Die Stadt Leipzig soll stärker an die Verbrechen im Nationalsozialismus erinnern. Das hat der Stadtrat am Mittwoch, dem 21. April, mit großer Mehrheit beschlossen. Anlass dafür war ein Antrag des Jugendparlaments. Geplant ist eine „zeitgemäße Gestaltung zur Erinnerung“ an bestimmten Orten im Stadtgebiet. Die Orte, die historisch belastet sind, sollen erforscht und benannt werden. Ein Änderungsantrag der AfD, sich nicht nur auf die Zeit des Nationalsozialismus zu beschränken, fand keine Mehrheit.

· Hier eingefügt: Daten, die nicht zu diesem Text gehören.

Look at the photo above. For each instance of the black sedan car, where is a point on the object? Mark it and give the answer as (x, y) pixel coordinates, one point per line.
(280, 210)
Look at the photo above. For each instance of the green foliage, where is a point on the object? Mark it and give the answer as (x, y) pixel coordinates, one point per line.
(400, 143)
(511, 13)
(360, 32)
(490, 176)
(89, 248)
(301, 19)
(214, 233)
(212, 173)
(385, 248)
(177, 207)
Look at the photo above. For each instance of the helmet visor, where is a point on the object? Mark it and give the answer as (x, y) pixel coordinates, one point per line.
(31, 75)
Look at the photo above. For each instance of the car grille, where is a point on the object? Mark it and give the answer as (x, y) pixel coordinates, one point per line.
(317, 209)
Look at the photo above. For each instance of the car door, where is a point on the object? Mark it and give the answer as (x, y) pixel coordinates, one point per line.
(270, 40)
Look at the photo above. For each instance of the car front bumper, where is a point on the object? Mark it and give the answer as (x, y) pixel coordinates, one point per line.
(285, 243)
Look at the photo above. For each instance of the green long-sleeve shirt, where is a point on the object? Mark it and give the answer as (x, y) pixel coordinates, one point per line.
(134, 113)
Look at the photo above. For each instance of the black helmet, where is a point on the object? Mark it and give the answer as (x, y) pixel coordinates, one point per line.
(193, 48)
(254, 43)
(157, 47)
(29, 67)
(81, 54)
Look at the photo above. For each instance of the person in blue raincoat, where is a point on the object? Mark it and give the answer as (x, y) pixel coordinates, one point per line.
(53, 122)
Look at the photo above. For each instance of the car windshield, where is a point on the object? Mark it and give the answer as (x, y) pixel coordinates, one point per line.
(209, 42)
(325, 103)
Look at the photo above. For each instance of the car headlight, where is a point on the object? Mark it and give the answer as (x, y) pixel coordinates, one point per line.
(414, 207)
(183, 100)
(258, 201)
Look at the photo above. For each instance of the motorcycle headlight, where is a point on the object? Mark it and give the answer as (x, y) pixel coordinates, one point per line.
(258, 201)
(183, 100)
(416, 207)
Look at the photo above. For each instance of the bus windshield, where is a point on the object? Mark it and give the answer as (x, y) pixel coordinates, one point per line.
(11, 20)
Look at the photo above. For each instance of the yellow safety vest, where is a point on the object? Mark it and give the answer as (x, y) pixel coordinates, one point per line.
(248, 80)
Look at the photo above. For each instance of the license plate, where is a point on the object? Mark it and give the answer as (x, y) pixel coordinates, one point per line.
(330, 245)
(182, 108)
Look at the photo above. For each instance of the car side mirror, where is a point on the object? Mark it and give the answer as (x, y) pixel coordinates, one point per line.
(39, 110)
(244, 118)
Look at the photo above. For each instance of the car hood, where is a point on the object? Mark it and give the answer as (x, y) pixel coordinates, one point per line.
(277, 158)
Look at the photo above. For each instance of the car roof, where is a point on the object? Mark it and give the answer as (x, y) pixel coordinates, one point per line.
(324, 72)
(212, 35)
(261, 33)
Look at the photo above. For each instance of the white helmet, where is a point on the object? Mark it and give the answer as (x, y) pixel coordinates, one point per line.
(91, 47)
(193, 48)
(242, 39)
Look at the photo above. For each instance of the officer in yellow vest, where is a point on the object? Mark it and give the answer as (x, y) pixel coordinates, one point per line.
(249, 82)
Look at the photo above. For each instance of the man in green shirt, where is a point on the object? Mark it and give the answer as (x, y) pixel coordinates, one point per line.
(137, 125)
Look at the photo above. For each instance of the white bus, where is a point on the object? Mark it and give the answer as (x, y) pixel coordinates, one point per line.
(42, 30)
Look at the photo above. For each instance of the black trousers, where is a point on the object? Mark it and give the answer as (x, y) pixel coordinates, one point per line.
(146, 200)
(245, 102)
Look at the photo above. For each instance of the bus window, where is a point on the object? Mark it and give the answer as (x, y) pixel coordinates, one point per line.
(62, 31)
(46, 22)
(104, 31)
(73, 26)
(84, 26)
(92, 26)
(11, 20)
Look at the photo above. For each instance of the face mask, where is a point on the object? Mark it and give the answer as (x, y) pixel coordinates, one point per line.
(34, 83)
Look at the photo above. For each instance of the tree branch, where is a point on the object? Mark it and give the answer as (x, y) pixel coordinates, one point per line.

Leipzig sei eine Stadt, in der man sich heutzutage wohlfühlen kann, sagte Jugendparlaments-Mitglied Annegret Janssen. Das sei jedoch nicht immer so gewesen. „Wir müssen uns der Gräueltaten in der NS-Zeit bewusst sein und daran erinnern.“ Das könne in Form von Gedenktafeln an „historisch wichtigen Stellen“ geschehen. Gerade – aber nicht nur – bei jungen Menschen gehe es darum, das Geschichtsbewusstsein zu fördern.An die Verbrechen der Nationalsozialisten zu erinnern, war Konsens im Stadtrat. Auch die AfD sprach sich in einem Änderungsantrag dafür aus. Allerdings wollte sie keine gesonderte Maßnahme, sondern verwies auf das Konzept zur Erinnerungskultur, das sich in Arbeit befindet. Dort solle es zudem um andere Ereignisse und Zeiträume wie Industrialisierung, SED-Herrschaft und Deutsche Einheit gehen.
„Leipziger Geschichte beginnt nicht 1813“, entgegnete CDU-Stadtrat Michael Weickert auf die vorgeschlagene Liste der AfD, die mit der in jenem Jahr stattgefundenen Völkerschlacht startete. Dass sich die AfD auf die Geschichte der vergangenen 200 Jahre bezieht, obwohl Leipzig gerechnet von der Ersterwähnung mehr als 1.000 Jahre alt ist, sage „einiges darüber aus, was sie unter Erinnerungskultur versteht“.
Für Kritik sorgte auch, dass sowohl im ursprünglichen Antrag des Jugendparlaments als auch im Verwaltungsstandpunkt auf „die menschenverachtenden Verbrechen zwischen 1939 und 1945“ verwiesen wurde. Die Neufassung des Jugendparlaments korrigierte das und nannte 1933 bis 1945 als Zeitraum.
Für diese Neufassung gab es mit Ausnahme von neun Gegenstimmen und drei Enthaltungen große Zustimmung. Der folgende Prozess soll unter anderem in Zusammenarbeit mit dem Stadtgeschichtlichen Museum und der Universität stattfinden.